We propose derivative-informed neural operators (DINOs), a general family of neural networks to approximate operators as infinite-dimensional mappings from input function spaces to output function spaces or quantities of interest. After discretizations both inputs and outputs are high-dimensional. We aim to approximate not only the operators with improved accuracy but also their derivatives (Jacobians) with respect to the input function-valued parameter to empower derivative-based algorithms in many applications, e.g., Bayesian inverse problems, optimization under parameter uncertainty, and optimal experimental design. The major difficulties include the computational cost of generating derivative training data and the high dimensionality of the problem leading to large training cost. To address these challenges, we exploit the intrinsic low-dimensionality of the derivatives and develop algorithms for compressing derivative information and efficiently imposing it in neural operator training yielding derivative-informed neural operators. We demonstrate that these advances can significantly reduce the costs of both data generation and training for large classes of problems (e.g., nonlinear steady state parametric PDE maps), making the costs marginal or comparable to the costs without using derivatives, and in particular independent of the discretization dimension of the input and output functions. Moreover, we show that the proposed DINO achieves significantly higher accuracy than neural operators trained without derivative information, for both function approximation and derivative approximation (e.g., Gauss-Newton Hessian), especially when the training data are limited.

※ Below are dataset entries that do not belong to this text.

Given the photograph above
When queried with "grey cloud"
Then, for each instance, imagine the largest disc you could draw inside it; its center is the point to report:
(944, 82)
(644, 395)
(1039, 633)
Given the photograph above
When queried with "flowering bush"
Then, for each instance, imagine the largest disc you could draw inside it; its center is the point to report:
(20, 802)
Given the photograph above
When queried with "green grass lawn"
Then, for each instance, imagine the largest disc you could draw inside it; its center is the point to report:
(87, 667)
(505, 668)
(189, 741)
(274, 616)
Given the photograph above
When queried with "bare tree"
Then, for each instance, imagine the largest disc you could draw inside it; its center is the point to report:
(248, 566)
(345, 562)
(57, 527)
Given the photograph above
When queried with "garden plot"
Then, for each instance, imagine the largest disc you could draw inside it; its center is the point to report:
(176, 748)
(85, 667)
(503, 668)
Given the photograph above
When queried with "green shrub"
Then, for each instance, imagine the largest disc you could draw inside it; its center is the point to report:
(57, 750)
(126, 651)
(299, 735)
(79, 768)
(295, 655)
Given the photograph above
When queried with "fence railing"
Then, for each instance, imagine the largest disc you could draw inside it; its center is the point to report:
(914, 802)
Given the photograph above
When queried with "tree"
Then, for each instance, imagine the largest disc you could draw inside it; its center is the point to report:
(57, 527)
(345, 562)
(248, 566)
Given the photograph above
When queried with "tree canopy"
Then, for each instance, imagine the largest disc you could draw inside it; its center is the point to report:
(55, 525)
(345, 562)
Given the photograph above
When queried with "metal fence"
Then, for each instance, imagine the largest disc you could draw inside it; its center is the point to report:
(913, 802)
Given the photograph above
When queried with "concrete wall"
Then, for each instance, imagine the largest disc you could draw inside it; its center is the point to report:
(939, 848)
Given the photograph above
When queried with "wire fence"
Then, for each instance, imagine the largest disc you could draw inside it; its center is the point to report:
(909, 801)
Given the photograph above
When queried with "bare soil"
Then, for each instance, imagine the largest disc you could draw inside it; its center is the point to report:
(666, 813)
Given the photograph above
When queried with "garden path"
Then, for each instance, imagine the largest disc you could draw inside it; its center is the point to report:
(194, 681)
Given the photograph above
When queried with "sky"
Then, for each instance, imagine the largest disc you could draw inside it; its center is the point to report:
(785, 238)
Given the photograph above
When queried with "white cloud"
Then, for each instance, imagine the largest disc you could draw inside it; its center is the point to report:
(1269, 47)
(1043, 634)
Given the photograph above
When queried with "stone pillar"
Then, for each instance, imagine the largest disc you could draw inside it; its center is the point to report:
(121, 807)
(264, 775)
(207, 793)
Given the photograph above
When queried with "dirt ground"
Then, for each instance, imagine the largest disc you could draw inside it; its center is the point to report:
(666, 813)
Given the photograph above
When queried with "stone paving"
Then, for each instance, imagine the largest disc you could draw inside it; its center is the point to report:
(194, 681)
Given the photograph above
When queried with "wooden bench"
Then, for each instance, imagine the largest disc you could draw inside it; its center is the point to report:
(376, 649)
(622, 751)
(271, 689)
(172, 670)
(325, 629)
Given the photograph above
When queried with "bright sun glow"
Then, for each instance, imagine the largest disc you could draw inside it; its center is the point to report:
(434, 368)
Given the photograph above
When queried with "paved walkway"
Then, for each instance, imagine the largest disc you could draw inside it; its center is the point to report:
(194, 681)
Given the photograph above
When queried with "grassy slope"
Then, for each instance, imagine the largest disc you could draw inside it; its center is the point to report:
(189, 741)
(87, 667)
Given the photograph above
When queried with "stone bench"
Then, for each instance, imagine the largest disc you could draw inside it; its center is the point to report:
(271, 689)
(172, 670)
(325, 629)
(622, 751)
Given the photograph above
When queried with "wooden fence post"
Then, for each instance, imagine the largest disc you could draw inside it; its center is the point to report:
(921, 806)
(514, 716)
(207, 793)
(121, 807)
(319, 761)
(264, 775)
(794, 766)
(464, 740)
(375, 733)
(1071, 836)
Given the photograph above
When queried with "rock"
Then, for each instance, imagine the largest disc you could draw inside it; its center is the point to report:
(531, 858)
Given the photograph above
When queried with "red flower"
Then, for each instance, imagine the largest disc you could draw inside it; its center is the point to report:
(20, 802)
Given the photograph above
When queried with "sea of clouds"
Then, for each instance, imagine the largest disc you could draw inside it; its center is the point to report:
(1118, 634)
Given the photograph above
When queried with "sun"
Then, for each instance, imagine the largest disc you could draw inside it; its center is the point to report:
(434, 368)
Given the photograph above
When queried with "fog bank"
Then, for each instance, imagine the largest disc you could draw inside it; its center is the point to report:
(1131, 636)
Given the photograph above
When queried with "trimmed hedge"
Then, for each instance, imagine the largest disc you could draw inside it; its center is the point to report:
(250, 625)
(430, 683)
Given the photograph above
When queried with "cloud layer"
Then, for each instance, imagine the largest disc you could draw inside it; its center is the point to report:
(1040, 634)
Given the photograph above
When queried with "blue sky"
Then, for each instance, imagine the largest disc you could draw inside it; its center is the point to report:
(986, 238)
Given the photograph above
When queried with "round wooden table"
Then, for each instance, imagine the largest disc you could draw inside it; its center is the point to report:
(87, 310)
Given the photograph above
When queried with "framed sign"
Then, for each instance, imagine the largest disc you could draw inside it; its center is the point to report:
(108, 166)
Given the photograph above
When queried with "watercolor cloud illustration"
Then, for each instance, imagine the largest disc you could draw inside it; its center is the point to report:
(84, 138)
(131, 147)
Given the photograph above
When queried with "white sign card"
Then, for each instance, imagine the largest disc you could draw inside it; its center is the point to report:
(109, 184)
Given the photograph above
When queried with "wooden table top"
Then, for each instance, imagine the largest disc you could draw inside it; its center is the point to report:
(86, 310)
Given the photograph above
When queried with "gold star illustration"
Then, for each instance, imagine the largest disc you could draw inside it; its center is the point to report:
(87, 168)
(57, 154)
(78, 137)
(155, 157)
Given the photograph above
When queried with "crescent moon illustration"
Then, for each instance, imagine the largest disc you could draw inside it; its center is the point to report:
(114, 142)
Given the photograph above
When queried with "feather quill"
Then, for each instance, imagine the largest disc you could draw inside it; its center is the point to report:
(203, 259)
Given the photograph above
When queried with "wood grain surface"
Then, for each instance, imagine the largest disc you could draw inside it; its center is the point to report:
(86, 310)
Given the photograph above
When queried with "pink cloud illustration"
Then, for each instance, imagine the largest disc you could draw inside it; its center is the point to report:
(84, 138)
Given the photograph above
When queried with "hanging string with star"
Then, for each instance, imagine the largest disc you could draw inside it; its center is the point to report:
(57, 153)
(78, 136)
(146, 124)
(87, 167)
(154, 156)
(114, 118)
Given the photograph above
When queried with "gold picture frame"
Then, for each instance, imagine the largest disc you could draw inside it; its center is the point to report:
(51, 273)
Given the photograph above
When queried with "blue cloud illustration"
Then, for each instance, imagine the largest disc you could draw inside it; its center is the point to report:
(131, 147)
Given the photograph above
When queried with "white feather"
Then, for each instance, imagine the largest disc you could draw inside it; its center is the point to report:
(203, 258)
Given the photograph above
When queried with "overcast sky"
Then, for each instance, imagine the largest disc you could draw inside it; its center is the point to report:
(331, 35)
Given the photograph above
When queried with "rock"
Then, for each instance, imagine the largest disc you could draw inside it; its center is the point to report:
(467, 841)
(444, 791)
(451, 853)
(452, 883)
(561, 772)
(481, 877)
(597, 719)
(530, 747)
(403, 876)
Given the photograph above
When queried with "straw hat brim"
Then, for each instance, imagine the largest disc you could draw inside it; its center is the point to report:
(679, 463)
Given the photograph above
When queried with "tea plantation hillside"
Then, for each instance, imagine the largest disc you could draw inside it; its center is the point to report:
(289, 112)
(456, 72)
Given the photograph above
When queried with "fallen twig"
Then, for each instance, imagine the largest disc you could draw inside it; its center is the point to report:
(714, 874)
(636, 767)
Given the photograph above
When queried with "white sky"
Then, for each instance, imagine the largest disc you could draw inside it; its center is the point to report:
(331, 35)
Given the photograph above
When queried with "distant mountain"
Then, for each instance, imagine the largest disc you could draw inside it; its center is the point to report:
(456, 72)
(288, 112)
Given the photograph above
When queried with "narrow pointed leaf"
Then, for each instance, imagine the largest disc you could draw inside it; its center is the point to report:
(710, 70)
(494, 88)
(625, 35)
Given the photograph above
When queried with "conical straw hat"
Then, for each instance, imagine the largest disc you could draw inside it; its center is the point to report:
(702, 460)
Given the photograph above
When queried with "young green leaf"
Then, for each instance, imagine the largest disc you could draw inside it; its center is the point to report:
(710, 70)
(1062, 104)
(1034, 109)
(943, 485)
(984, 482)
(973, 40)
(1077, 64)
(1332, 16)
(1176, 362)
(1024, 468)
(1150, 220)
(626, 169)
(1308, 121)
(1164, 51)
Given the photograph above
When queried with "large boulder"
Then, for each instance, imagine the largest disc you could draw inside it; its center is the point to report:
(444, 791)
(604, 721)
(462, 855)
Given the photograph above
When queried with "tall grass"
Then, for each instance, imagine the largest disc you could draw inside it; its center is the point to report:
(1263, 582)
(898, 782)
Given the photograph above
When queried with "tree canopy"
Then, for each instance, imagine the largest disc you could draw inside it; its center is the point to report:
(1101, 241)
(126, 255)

翻译：我们提出导数引导神经算子（DINOs），这是一类通用神经网络框架，用于近似从输入函数空间到输出函数空间或目标量的无限维映射。经过离散化后，输入和输出均为高维变量。我们旨在不仅以更高精度近似算子，还近似其对输入函数值参数的导数（雅可比矩阵），以赋能众多应用中的基于导数的算法，例如贝叶斯反问题、参数不确定性下的优化以及最优实验设计。主要挑战包括生成导数训练数据的计算成本，以及问题的高维性导致高昂的训练成本。为应对这些挑战，我们利用导数的内在低维性，开发了压缩导数信息并将其高效嵌入神经算子训练的算法，从而构建导数引导神经算子。我们证明，这些进展能够显著降低大规模问题（如非线性稳态参数偏微分方程映射）的数据生成和训练成本，使其成本趋近于或等同于未使用导数时的成本，并且尤其与输入输出函数的离散化维度无关。此外，我们表明，所提出的DINO在函数逼近和导数逼近（如高斯-牛顿海森矩阵）方面，均比未使用导数信息训练的神经算子实现显著更高的精度，尤其在训练数据有限时。